Some years later (though of course
She doesnt know this) she will marry
The second brother, Eli.
They will call their firstborn Jesse.
They had no choice. (He pulls her along,
Away from England.) People hated them.
Their names scrawled blackly
In the Poor Law book, like the names
Of naughty children. Bad children
Who could afford neither petticoats nor potatoes.
When Jesse came home with news
Of the Saints, and their promises,
It wasnt long before she dipped, and gladly.
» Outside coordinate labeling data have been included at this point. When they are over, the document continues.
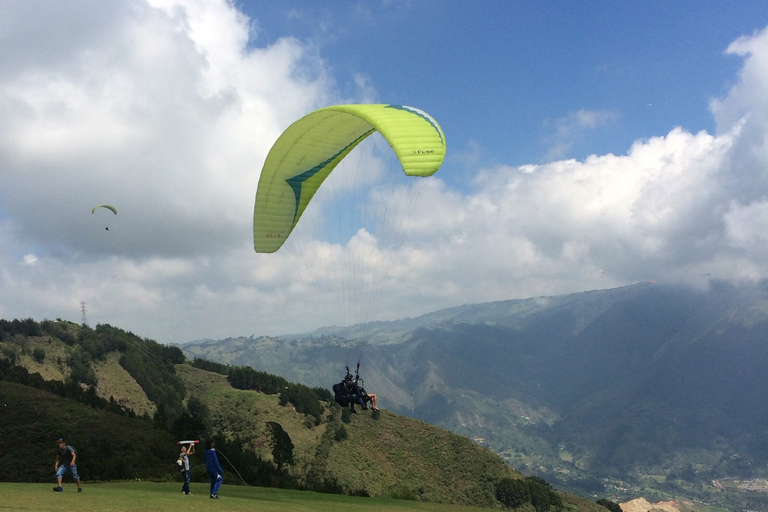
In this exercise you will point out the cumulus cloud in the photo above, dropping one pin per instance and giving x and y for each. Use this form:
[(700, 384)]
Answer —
[(167, 108)]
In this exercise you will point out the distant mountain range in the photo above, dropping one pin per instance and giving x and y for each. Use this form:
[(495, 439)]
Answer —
[(649, 386)]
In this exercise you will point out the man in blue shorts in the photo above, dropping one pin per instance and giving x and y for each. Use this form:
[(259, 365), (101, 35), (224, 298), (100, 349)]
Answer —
[(65, 460)]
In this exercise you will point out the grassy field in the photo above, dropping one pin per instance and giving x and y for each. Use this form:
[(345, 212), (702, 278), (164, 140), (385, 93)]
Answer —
[(167, 497)]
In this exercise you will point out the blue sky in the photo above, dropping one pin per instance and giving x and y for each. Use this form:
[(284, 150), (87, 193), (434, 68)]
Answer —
[(590, 145), (500, 75)]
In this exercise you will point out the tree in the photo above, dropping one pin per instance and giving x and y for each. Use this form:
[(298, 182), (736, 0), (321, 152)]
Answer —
[(282, 446)]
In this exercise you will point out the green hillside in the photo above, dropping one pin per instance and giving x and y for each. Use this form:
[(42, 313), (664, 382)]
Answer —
[(645, 390), (122, 401)]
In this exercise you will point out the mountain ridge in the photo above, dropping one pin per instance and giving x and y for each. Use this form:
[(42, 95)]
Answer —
[(596, 390)]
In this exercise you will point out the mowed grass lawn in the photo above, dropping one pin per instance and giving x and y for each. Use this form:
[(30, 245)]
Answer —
[(167, 497)]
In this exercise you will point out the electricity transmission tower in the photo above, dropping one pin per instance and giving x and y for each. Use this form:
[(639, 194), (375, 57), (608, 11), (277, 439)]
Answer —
[(83, 310)]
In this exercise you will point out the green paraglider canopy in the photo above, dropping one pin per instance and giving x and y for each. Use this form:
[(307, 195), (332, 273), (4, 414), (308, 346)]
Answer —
[(308, 150), (108, 207)]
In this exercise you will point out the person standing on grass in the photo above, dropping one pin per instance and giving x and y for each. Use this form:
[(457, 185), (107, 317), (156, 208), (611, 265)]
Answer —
[(186, 451), (65, 460), (213, 468)]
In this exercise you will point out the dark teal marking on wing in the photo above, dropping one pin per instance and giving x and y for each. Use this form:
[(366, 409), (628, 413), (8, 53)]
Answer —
[(296, 181)]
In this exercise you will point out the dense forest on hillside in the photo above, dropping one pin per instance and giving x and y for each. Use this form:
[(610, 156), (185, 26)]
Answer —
[(649, 388), (114, 395)]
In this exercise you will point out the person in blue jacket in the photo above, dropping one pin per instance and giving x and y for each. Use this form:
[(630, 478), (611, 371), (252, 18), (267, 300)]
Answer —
[(213, 467)]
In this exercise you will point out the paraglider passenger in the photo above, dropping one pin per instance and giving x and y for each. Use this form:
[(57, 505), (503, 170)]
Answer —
[(65, 460), (185, 453)]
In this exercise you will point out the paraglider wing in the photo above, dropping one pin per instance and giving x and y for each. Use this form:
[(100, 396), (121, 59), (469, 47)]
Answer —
[(108, 207), (306, 153)]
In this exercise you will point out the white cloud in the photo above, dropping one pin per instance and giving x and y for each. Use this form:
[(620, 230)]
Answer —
[(167, 109)]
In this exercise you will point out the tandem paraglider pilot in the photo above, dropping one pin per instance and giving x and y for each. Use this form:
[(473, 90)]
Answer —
[(213, 468), (65, 460)]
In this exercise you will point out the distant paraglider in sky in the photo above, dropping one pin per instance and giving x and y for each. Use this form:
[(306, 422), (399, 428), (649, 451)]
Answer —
[(108, 207), (308, 150)]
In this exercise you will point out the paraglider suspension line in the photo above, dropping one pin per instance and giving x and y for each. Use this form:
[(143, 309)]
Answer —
[(233, 466)]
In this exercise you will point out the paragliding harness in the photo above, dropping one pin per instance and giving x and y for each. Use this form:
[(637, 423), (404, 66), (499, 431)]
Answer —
[(350, 391)]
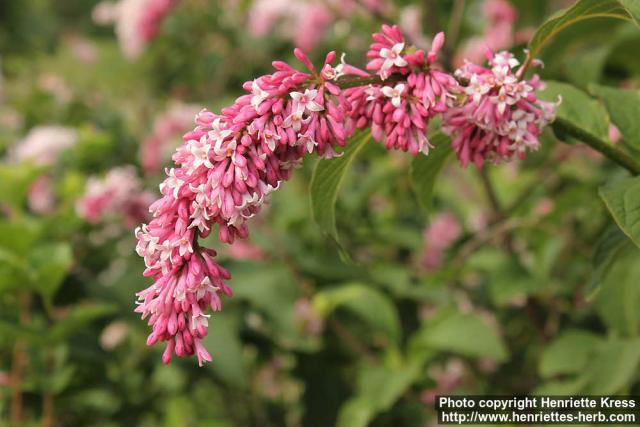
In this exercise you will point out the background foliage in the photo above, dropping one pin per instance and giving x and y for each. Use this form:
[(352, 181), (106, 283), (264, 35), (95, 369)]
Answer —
[(535, 291)]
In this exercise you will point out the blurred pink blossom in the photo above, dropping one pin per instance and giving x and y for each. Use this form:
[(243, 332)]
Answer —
[(41, 196), (118, 193), (307, 318), (156, 149), (5, 379), (443, 231), (243, 249), (304, 21), (136, 21), (43, 145)]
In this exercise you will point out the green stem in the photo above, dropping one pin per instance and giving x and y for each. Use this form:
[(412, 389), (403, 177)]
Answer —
[(613, 153)]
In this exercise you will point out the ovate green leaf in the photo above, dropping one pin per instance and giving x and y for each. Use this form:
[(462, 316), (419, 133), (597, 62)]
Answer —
[(624, 109), (326, 182), (369, 304), (622, 198), (581, 10), (425, 169), (578, 108), (467, 334), (561, 357)]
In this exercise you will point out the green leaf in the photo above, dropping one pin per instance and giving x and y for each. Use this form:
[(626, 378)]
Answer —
[(612, 241), (618, 299), (624, 109), (15, 181), (578, 108), (425, 169), (467, 334), (19, 236), (561, 357), (326, 181), (50, 264), (379, 387), (369, 304), (614, 367), (77, 318), (622, 198), (580, 11), (225, 346), (632, 7)]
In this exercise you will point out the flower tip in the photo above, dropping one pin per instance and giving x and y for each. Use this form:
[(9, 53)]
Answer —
[(302, 57), (438, 42), (331, 56)]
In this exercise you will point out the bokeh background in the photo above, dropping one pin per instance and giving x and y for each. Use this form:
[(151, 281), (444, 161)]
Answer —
[(487, 292)]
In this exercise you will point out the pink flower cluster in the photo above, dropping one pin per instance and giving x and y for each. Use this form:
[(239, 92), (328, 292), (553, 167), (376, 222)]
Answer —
[(136, 21), (231, 162), (501, 116), (399, 114), (226, 170), (119, 193), (159, 145)]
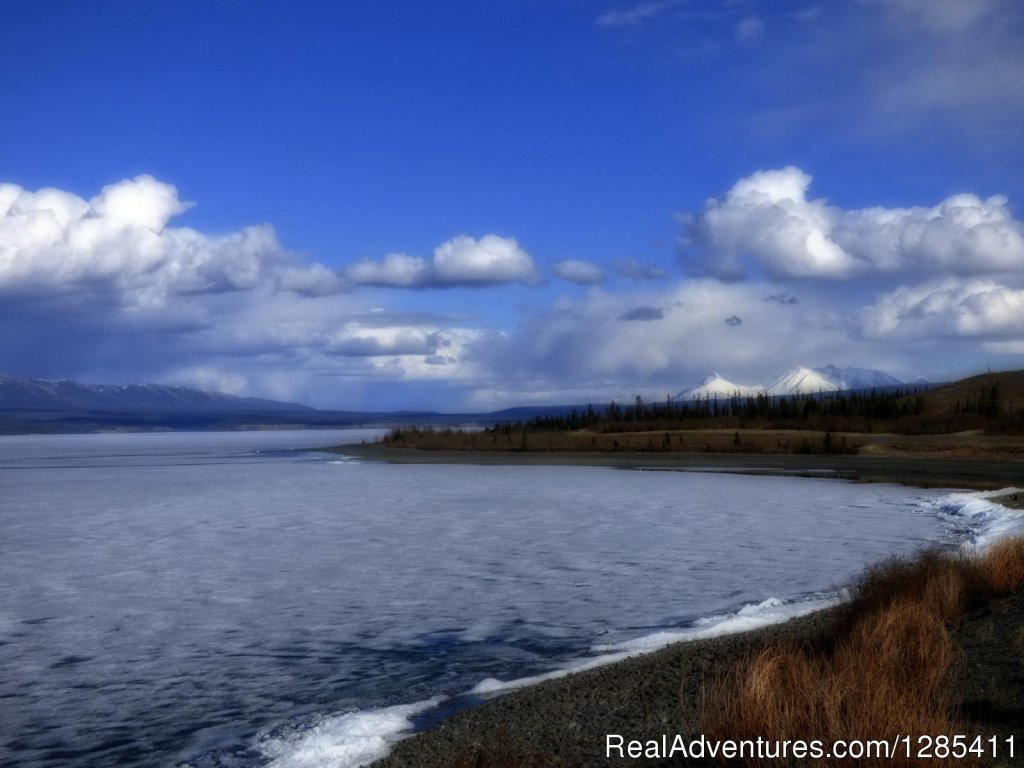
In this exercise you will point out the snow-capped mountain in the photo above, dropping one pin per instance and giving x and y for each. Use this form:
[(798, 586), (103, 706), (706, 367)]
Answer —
[(715, 385), (858, 378), (803, 381), (798, 381)]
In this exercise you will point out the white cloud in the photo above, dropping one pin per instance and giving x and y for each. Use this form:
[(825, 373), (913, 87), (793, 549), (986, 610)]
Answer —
[(394, 270), (114, 293), (749, 28), (637, 14), (946, 308), (587, 340), (942, 16), (767, 220), (119, 244), (581, 272), (314, 280), (633, 269), (460, 261)]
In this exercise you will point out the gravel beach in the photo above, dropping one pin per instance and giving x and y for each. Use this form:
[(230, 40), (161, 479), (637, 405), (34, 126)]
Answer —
[(566, 722)]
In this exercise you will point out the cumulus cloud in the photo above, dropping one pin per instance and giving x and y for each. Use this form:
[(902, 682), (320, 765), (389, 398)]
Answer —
[(643, 313), (586, 342), (766, 220), (109, 290), (946, 308), (119, 244), (581, 272), (633, 269), (461, 261), (637, 14), (749, 28)]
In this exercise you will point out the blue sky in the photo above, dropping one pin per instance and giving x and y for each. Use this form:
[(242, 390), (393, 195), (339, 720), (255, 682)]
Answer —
[(473, 205)]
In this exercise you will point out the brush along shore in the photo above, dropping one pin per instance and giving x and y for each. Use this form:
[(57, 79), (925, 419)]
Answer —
[(931, 646)]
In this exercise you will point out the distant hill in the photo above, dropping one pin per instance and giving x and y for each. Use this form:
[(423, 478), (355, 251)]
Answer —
[(35, 406), (34, 394), (976, 393)]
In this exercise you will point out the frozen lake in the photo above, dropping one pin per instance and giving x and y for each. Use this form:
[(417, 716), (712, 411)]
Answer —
[(223, 600)]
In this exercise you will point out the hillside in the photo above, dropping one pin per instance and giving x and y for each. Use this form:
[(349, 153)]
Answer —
[(31, 394), (976, 393)]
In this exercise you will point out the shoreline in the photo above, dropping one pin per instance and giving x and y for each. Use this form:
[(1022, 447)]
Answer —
[(565, 721), (972, 474)]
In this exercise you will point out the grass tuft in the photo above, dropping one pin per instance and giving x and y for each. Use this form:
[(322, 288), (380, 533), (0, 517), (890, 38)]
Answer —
[(887, 671)]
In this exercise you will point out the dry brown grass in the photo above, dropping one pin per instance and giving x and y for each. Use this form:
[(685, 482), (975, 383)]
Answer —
[(1004, 565), (887, 671)]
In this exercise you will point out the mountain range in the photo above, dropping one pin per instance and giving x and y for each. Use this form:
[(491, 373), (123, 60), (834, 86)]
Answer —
[(20, 394), (798, 381)]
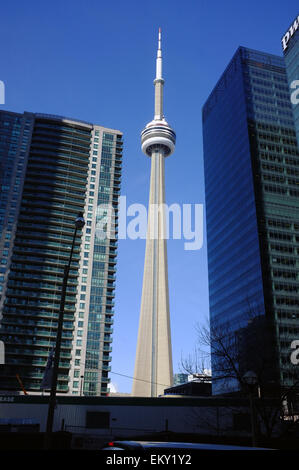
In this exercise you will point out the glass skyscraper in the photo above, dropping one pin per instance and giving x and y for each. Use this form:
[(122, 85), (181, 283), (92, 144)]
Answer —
[(52, 168), (251, 163), (291, 55)]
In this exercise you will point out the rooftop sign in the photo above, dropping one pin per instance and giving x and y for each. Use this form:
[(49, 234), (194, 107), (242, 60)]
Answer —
[(290, 32)]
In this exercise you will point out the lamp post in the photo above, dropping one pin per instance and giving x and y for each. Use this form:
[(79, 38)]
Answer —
[(79, 224), (250, 379)]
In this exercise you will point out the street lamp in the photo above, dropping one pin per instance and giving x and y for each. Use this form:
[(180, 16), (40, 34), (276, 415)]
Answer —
[(250, 379), (79, 224)]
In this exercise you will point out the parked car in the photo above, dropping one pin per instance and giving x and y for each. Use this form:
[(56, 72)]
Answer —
[(142, 446)]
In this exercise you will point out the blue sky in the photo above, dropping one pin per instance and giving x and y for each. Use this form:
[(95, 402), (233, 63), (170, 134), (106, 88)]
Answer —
[(95, 61)]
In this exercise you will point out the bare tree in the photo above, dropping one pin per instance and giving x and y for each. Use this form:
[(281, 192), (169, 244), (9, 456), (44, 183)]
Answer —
[(235, 351)]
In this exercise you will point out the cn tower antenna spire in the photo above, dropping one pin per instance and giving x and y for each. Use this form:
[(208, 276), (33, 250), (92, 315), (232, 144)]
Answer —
[(159, 57), (153, 365), (159, 82)]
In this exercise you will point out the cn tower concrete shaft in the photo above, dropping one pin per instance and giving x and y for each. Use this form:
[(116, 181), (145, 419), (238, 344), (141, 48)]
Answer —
[(153, 365)]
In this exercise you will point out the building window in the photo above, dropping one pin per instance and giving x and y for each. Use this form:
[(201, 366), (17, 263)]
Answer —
[(97, 420)]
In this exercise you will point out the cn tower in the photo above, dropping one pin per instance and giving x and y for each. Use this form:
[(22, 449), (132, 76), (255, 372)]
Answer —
[(153, 364)]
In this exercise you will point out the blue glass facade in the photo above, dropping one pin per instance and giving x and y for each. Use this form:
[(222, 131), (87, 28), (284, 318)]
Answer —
[(247, 130), (52, 168), (291, 55)]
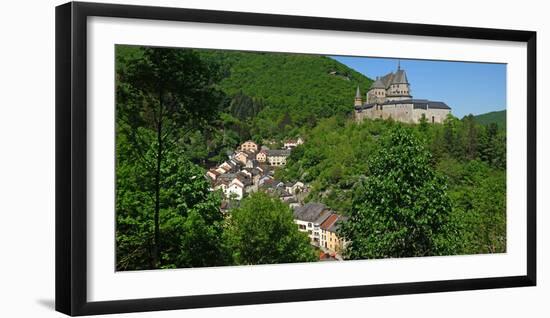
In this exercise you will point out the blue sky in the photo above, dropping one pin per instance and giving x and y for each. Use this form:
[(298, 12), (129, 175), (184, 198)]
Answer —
[(466, 87)]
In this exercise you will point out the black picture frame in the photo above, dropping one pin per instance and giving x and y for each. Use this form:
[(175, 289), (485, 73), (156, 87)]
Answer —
[(71, 157)]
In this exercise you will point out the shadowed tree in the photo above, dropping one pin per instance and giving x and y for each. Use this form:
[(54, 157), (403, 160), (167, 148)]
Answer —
[(162, 95), (262, 231), (401, 208)]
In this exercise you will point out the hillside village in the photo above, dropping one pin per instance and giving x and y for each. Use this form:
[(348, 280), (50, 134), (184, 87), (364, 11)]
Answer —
[(251, 168)]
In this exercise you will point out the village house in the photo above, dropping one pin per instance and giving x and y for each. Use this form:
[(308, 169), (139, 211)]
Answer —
[(309, 218), (295, 188), (292, 143), (249, 145), (262, 156), (235, 190), (277, 157), (329, 234), (241, 157)]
A baptism, a birth. They pulled her sopping
From the water and she kept laughing
Until Jesse (or was it Eli?) slapped her face.
God, said Jesse, had called them home.
And, God being good, He would provide.
No more scratching a living, no more handouts.
(Cold hands, cold hearts.)
The new country will embrace them.
The sun will always shine.
There will be land enough for everyone,
A little piece of God on earth.
Her last glance takes in the dirty dock,
The muscly knots of people pushing.
A sea of cold grey eyes.
The wind blows the spitting rain
Onto her face with a sting, like a slap.
When she steps aboard,
The earth gives way beneath her.
The planets spin and re-arrange themselves
And the ship begins to move.
[The Bradney family left Liverpool dock on 19th April 1872 and arrived in New York on 1st June. By 1880, the family had settled in Paradise, Cache County, Utah]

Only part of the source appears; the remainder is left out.